Chodorkowski legt Berufung ein - Haft für Nemzow

Moskau - Empörung im Westen über das Urteil für Putin-Gegner Chodorkowski. Russland weist aber alle Kritik zurück. Bei gewaltsam aufgelösten Protesten kam es zu Festnahmen.
Nach der umstrittenen Verurteilung des russischen Kremlkritikers Michail Chodorkowski (47) zu 14 Jahren Haft hat die Verteidigung Berufung eingelegt. "Die Urteilsbegründung liegt uns zwar noch nicht vollständig vor, aber wir wollten wegen der anstehenden Feiertage die Frist nicht versäumen", sagte Anwältin Karina Moskalenko. Das Strafmaß für den Erzfeind des Regierungschefs Wladimir Putin stößt international auf Kritik. Das Urteil "lasse ernste Fragen über die selektive Anwendung des Gesetzes aufkommen", sagte ein Sprecher des US-Außenministeriums. Moskau wies dies zurück. Die Gerichte seien unabhängig, betonte Außenminister Sergej Lawrow.
Bei gewaltsam aufgelösten und nicht genehmigten Protesten von Regierungsgegnern in Moskau und St. Petersburg kam es am Silvesterabend zu etwa 120 Festnahmen. Im Eilverfahren wurde Ex-Vize-Regierungschef Boris Nemzow am Sonntag zu 15 Tagen Haft verurteilt. Der 51-Jährige gilt als einer der einflussreichsten Führer der außerparlamentarischen Opposition.
Nemzow sei nach vierstündiger Verhandlung schuldig gesprochen, Widerstand gegen die Polizei geleistet zu haben. Das meldete die Agentur Interfax. Nemzow bezeichnete seine Festnahme als Beispiel für Polizeiwillkür. "Ich saß zwei Tage lang in einer fensterlosen, rund 1,5 mal 2 Meter kleinen Beton-Zelle ohne Matratze."
Zuvor waren bereits zwei andere bekannte Regierungskritiker zu 15 und zu 10 Tagen Haft verurteilt worden. In Russland demonstrieren Menschenrechtler und Kremlgegner traditionell am 31. eines Monats. Sie verweisen damit auf die in Artikel 31 der russischen Verfassung verankerte Versammlungsfreiheit.
Das Chodorkowski-Urteil sorgt auch in der EU für Empörung. "Die Vorwürfe über Unrechtmäßigkeiten während des Prozesses sind Anlass zu ernster Sorge und Enttäuschung", sagte die Außenbeauftragte Catherine Ashton. Lawrow sagte dagegen, Russlands Gerichte seien "weder von ausländischen noch von russischen Behörden abhängig". Jeder Verurteilte könne Widerspruch einlegen.
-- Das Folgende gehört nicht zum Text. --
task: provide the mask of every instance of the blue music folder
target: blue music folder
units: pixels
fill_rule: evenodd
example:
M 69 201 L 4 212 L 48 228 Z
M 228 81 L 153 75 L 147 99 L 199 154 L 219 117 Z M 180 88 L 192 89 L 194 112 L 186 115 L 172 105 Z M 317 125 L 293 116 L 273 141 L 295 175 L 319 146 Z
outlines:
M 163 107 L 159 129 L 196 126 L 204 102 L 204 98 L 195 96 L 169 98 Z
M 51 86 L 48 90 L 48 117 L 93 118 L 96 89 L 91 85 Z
Ein Moskauer Gericht hatte am Donnerstag verkündet, dass Chodorkowski und sein Ex-Geschäftspartner Platon Lebedew wegen Unterschlagung von rund 200 Millionen Tonnen Erdöl sowie Geldwäsche bis 2017 hinter Gittern bleiben müssen. Das Urteil wird mit einer früheren Haftstrafe verrechnet. Chodorkowski, einst reichster Mann des Landes, sitzt seit 2003 im Gefängnis. Die Bundesregierung bezeichnete das Urteil als Rückschritt bei der Modernisierung Russlands. Prozessbeobachter prangern zahlreiche Ungereimtheiten an.
Chodorkowski war in der Ära des "Raubtierkapitalismus" nach dem Ende der Sowjetunion 1991 mit undurchsichtigen Mitteln aufgestiegen. Er hatte in den Jahren vor seiner Verhaftung immer deutlicher Kritik an Putins Regierung geübt und auch Oppositionsparteien unterstützt.